Grayscale, ARK Invest, and Valkyrie have taken a significant step towards the launch of spot Bitcoin exchange-traded funds (ETFs) by submitting Form 8-A for security registration with the U.S. Securities and Exchange Commission (SEC). The Form 8-A, related to the "registration of certain classes of securities," is a crucial requirement for the ETF issuers before they can introduce their spot Bitcoin ETFs on the exchange.
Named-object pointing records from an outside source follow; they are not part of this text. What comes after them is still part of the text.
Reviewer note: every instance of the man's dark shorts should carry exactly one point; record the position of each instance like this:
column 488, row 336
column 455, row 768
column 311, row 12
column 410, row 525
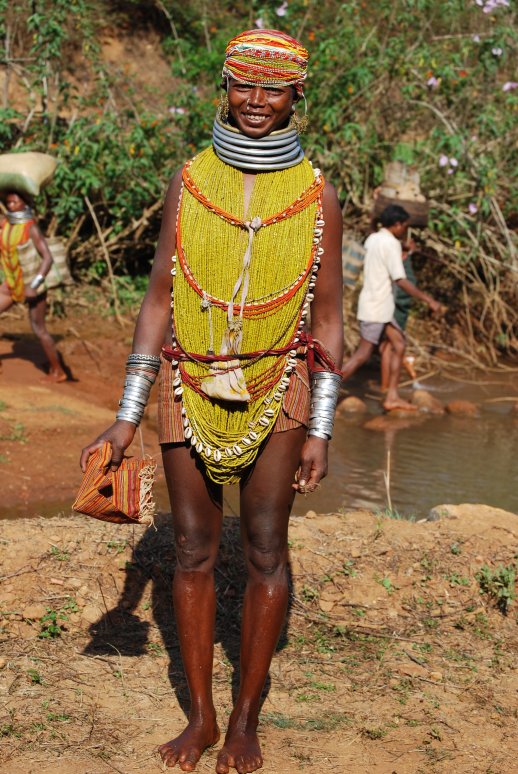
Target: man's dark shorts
column 374, row 332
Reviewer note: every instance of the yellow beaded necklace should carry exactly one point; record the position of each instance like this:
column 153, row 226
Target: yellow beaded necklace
column 282, row 269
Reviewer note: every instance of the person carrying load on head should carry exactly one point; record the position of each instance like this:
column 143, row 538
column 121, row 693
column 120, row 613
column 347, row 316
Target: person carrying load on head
column 17, row 229
column 248, row 386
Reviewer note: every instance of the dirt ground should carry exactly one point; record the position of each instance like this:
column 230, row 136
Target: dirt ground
column 393, row 661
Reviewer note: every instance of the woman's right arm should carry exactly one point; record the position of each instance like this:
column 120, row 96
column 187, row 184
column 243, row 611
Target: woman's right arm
column 152, row 322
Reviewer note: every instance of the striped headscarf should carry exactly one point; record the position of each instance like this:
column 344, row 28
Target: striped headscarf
column 266, row 57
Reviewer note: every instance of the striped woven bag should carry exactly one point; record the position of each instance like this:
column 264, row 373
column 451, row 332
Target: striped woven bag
column 30, row 261
column 123, row 496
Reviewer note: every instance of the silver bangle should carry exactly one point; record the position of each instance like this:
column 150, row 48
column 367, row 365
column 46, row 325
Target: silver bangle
column 141, row 371
column 325, row 387
column 37, row 281
column 136, row 359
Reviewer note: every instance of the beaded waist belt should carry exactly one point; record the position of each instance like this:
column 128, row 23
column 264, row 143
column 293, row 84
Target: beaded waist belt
column 317, row 356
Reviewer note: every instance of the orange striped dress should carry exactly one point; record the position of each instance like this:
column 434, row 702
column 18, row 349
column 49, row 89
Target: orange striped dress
column 12, row 235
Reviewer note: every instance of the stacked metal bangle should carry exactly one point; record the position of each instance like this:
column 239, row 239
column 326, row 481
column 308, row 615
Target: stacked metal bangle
column 324, row 396
column 141, row 372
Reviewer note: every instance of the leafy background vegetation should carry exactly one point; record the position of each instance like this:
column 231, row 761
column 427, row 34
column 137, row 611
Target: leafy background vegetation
column 426, row 82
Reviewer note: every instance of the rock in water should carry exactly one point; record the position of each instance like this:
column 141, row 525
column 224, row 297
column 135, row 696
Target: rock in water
column 427, row 402
column 463, row 408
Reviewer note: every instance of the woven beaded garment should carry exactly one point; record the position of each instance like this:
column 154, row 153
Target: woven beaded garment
column 213, row 234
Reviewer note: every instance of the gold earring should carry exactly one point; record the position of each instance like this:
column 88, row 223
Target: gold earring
column 299, row 123
column 223, row 106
However, it's important to note that the submission of paperwork to the SEC does not imply automatic approval for their Bitcoin ETF applications. Grayscale's Chief Legal Officer, Craig Salm, shared the news on social media, stating, "Just filling out some Forms," garnering significant attention and anticipation within the crypto community.

While there are indications of progress, the final approval of the spot Bitcoin ETFs is not confirmed. TechCrunch's Jacquelyn Melinek suggested insider information that the SEC is likely to approve multiple firms' applications for the Bitcoin spot ETF.

Anthony Scaramucci, a well-known financier, echoed confidence, stating, "It’s done," emphasizing the ongoing discussions and finalization between the SEC and issuers.

Eric Balchunas, an ETF analyst at Bloomberg Intelligence, provided insights, noting that the SEC is currently offering final comments, with issuers expected to submit final 19b-4s and S-1s shortly after. Despite the optimism, no official approval has been confirmed at this point.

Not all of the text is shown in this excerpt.